Friday, September 30, 2011

Mr. Dolan Writes His Fellow Bishops: Can't Let the Label "Bigot" Stick to Us


I can understand the psychological springs from which the temptation of people of faith opposed to gay people rise, as those people of faith tell themselves that they stand squarely with Christian tradition and aren't bigots like the fringe people of faith who used to imagine that slavery or segregation was justifiable.  No one likes to be thought a bigot, after all.

And then I went on to say,  

But, unfortunately, when positions once regarded as noble and as religiously sound are shown by historical development to be something less than noble and less than religiously sound, the noble defender of the faith often ends up looking like a bigot, instead.  Because, as it turns out, it actually was raw bigotry and not authentic religiosity that the noble defender was defending all along . . . . And we see this in the retrospective light of history, as we work through the painful dialogues that help us realize that positions long held by our faith community need to be discarded as ignoble and as not adequate to our foundational documents, for very sound reasons . . . . 

And unbeknownst to me as I was posting these reflections, Archbishop Timothy Dolan, president of the U.S. Conference of Catholic Bishops, was writing on the very same day to his brother bishops throughout the U.S., stating,*

The federal Department of Justice has ratcheted up its attack on the Defense of Marriage Act (DOMA) as an act of bigotry. As you know, in March, the Department stopped defending DOMA against constitutional challenges, and the Conference spoke out against that decision. But in July, the Department started filing briefs actively attacking DOMA’s constitutionality, claiming that supporters of the law could only have been motivated by bias and prejudice. If the label of ―bigot sticks to us—especially in court—because of our teaching on marriage, we’ll have church-state conflicts for years to come as a result.

I find that, in almost every case conceivable, when it quacks like a duck and waddles like a duck, it's a duck, indeed.  Mr. Dolan and his fellow bishops may very well not like to be considered bigots, as they try to remove and block civil rights for gay citizens that are accorded to all other citizens.  Or as they try to impose on secular society their own peculiar religious understanding of issues like how gay and lesbian human beings should be treated--a peculiar faith-based understanding not shared by any means by all their fellow citizens in a pluralistic secular democracy.  Or, for that matter, a peculiar faith-based understanding of where gay and lesbian human beings fit into the scheme of things not shared by a large majority of American Catholics . . . .

But it's the very essence of bigotry to try to dehumanize and demean others who are different from oneself--simply because they are different, and different in a way that makes you uneasy and causes you to stigmatize these folks different from yourself.  And it's the very essence of bigotry to declare that you and yours deserve rights that those designated as other in a demeaning way don't deserve.  Just because.  Because you are you and they are they.  And the power to define who counts and who doesn't, who's in and who's out, happens to lie in your hands.

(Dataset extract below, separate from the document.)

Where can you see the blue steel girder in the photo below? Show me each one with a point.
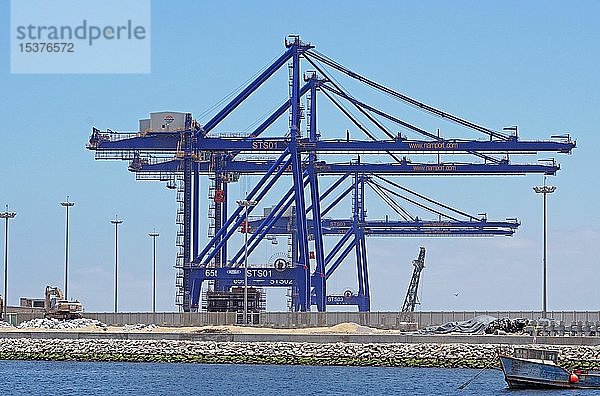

And wrapping those ignoble causes up in noble-sounding religious rhetoric doesn't make them any less bigoted.  To the contrary . . . .

(Later today: I'm just now catching up on blog reading, and find Alan McCornick has already posted a scintillating and right-on-target posting about Dolan's statement, at his Hepzibah blog.   I love how Alan responds to Mr. Dolan directly and pointedly in a "letter to Timothy": must read.)**

*This document is a pdf file, for readers that need this information.  I'm finding it opens for me only sporadically, after it initially opened fine.  For this letter's context, see this page on the USCCB website, which has a link to the letter, as well as this report by Kevin Clarke at the "In All Things" blog site maintained by America magazine.

** I now realize Alan is responding to Dolan's recent letter on the same topic to President Obama.  As I noted in a posting about this several days ago, I read these stepped-up attacks on the current administration as the 2012 election cycle begins as an attempt on the part of the U.S. Catholic bishops to play politics and herd Catholic voters to the Republican side in the coming elections.  Nothing Dolan says in his most recent letter--the one I discuss above--causes me to alter that judgment about the political games the bishops are playing as they release such statements now.